I worked in a very major surfboard shop and the amount of 85kg guys insisting on buying the 6'2 x 18 1/4 rounded square even after I explained that Occy, Margo and Luke Egan were on 6'3 x 19 x 2 1/2 minimum at the same weight eternally confused me.
Maybe the twins and singles with foam gave people a taste of actually floating.
The funny thing was though that a modern board with the right volume WILL go better than a retro. The fashion concious may feel better with a retro design and more foam than a thicker wider modern board and thinking thick boards are for kooks.

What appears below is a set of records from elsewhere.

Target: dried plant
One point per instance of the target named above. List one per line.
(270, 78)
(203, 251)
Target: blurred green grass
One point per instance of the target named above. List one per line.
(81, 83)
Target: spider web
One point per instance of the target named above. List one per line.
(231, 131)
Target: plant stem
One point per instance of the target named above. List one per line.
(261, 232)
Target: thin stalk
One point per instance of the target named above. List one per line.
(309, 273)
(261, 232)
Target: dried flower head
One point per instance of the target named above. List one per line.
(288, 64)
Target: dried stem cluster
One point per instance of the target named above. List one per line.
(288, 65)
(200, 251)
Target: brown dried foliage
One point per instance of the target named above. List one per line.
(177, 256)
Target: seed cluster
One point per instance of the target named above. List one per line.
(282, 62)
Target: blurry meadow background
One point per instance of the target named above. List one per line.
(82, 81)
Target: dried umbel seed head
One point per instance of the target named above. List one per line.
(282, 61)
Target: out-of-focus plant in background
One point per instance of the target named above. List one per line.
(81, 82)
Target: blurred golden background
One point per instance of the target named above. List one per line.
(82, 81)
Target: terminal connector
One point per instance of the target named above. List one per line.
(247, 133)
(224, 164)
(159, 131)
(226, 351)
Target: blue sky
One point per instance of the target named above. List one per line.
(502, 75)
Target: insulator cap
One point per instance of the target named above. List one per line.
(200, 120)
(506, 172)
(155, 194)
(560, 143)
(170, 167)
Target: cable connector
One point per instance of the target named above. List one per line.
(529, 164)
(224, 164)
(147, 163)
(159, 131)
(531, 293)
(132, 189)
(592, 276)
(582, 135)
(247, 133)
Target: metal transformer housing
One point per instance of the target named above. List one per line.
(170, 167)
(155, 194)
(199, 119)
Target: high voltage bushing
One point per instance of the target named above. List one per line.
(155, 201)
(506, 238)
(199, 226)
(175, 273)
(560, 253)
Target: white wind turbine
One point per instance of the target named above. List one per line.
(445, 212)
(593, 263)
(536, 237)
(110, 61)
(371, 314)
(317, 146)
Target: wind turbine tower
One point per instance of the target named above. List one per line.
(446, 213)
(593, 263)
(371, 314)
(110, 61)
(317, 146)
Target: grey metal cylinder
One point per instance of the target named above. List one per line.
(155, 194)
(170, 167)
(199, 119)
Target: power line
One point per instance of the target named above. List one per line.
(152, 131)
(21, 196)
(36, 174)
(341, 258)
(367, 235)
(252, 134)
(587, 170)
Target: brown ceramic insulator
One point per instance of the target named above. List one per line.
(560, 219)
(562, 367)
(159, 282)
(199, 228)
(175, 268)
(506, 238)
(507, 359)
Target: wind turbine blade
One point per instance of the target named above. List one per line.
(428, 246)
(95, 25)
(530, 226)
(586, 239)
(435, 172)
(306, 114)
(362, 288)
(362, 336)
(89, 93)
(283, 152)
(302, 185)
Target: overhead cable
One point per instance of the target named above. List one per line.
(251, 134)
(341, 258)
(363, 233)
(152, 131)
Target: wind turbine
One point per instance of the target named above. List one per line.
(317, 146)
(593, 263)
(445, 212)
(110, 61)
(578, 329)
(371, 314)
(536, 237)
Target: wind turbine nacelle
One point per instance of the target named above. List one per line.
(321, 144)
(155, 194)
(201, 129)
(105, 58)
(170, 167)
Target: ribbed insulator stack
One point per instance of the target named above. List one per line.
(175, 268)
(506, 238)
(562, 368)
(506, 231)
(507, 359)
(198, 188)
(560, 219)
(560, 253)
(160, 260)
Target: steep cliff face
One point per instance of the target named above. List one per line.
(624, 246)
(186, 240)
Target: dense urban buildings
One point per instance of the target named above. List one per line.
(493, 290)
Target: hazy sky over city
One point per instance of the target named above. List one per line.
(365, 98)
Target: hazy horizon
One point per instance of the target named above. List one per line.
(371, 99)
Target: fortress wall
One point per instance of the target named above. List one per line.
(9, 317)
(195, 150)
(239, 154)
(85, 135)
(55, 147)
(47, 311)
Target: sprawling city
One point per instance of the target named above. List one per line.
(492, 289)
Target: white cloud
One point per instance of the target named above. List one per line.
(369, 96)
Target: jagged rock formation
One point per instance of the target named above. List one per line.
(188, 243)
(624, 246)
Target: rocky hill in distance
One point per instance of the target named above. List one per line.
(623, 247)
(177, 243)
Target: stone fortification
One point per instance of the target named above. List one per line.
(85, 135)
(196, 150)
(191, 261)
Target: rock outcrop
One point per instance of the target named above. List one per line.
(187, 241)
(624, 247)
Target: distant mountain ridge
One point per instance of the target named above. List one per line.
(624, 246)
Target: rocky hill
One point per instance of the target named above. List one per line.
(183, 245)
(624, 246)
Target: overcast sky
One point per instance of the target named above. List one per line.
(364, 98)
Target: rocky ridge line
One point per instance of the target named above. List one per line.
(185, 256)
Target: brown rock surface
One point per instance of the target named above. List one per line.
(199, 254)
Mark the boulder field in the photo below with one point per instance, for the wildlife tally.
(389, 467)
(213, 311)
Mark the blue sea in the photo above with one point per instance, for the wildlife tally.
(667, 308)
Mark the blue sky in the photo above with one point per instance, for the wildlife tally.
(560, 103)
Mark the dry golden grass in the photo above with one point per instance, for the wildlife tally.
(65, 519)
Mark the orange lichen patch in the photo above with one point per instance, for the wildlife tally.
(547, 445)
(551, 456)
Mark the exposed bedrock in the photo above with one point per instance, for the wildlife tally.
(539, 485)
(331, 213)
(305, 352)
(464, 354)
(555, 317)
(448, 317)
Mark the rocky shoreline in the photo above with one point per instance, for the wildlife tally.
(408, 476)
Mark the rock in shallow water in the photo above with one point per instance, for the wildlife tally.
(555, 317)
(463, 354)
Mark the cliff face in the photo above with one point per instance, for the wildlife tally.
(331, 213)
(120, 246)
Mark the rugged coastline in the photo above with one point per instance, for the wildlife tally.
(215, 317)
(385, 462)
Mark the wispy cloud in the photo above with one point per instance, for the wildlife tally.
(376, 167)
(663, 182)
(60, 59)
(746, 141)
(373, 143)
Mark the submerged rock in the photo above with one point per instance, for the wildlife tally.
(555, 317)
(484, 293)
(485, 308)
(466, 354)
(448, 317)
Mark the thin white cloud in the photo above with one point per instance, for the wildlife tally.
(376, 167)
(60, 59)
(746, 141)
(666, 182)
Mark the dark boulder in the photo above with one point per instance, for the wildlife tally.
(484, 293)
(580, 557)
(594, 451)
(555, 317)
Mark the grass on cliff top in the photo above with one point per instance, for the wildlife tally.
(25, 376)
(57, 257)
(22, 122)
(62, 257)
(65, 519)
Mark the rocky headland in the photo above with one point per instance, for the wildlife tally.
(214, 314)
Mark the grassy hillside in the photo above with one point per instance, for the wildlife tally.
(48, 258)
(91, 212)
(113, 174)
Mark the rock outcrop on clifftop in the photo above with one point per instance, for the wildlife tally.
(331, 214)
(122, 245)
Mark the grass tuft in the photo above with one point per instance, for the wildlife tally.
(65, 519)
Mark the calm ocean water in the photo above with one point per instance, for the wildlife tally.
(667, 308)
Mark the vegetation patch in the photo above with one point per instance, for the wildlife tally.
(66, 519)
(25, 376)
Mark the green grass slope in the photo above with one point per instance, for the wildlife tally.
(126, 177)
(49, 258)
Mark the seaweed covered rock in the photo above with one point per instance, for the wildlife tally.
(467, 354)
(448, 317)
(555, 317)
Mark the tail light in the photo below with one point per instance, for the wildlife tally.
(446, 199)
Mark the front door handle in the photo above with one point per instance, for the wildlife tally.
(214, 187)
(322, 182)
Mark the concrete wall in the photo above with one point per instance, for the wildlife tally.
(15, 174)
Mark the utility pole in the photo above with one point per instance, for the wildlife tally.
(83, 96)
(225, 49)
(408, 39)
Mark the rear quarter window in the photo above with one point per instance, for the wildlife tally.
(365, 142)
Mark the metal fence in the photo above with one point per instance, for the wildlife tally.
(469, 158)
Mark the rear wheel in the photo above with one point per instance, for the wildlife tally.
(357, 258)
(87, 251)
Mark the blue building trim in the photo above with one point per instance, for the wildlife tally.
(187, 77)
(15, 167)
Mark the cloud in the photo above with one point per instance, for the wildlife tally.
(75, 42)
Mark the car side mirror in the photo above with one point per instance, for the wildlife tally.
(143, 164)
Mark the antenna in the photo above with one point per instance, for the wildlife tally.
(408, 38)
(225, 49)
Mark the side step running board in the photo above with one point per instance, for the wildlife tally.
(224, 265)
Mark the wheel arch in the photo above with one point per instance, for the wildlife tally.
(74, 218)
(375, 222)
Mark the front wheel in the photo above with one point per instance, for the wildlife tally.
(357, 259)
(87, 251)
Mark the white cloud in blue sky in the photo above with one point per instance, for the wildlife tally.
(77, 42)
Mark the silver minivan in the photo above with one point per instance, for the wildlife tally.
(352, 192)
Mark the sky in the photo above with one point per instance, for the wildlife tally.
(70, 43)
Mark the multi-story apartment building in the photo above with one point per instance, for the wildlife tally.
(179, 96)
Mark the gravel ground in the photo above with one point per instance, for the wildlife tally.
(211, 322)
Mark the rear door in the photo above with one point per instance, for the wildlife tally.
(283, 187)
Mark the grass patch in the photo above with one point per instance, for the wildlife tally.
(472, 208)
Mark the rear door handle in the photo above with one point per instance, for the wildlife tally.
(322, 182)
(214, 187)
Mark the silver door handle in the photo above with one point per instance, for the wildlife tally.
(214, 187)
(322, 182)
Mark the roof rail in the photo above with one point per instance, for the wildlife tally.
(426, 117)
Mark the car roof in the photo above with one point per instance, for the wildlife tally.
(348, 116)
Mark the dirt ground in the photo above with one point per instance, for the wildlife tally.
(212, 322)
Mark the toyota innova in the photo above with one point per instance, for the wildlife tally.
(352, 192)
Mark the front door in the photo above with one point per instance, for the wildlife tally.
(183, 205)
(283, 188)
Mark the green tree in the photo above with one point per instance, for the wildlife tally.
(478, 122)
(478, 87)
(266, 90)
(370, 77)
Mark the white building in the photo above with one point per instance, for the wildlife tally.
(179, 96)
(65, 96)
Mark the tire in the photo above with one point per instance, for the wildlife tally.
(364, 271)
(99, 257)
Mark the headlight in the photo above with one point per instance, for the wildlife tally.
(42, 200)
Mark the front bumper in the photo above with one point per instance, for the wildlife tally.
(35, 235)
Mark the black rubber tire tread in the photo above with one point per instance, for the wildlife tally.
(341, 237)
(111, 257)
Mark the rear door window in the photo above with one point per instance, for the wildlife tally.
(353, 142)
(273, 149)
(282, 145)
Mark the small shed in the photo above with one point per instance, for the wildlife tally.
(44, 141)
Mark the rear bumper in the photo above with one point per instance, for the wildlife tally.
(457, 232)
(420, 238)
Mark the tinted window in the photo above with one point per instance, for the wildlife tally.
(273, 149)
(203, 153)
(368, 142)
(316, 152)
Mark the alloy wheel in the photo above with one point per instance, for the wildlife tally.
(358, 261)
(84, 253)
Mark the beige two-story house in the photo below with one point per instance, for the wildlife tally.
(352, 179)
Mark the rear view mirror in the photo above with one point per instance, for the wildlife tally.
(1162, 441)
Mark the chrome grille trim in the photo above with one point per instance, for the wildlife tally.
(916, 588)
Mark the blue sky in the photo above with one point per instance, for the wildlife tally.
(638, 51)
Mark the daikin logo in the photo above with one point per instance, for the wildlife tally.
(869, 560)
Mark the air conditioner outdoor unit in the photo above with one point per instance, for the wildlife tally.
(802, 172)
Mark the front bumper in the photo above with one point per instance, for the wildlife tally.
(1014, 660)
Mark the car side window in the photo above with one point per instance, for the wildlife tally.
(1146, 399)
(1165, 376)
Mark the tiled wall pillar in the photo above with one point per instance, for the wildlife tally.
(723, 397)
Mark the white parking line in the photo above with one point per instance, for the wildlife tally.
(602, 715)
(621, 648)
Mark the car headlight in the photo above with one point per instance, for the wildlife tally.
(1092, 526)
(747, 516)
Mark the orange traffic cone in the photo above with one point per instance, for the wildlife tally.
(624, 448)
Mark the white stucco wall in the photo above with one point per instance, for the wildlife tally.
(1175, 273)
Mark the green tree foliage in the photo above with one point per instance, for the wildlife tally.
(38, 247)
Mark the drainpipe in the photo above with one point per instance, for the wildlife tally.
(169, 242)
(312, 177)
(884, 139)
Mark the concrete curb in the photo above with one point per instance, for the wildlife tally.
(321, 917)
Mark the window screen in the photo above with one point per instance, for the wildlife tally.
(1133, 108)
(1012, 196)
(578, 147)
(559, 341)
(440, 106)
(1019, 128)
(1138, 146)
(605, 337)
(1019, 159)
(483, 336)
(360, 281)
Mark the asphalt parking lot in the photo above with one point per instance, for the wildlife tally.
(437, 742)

Many shapers are now introducing boards more influenced by late 80's volumes etc. See the Dumpster divers etc etc. Kellys boards are more tricky than they look, longer boards with the nose chopped off and widened a little to keep volume. It moves the widepoint forward and also rocker apex. He is riding actual longer boards without the nose, not shorter fishy boards. Any shaper that has actually looked at them up close will tell you that.
@ seethesea
Nice post, cheers.
didnt Slater score a 10 on a 5'8" yesterday?
i reckon its so good that you can rock up with anything these days and not get shit.
and people want a go of what your riding aswell.
i agree with most of what seethesea says.
i recon the point raised about not so good surfers on thicker boards helping them is spot on.
though also i believe different shapes and the different approach to wave riding they demand helps everyone.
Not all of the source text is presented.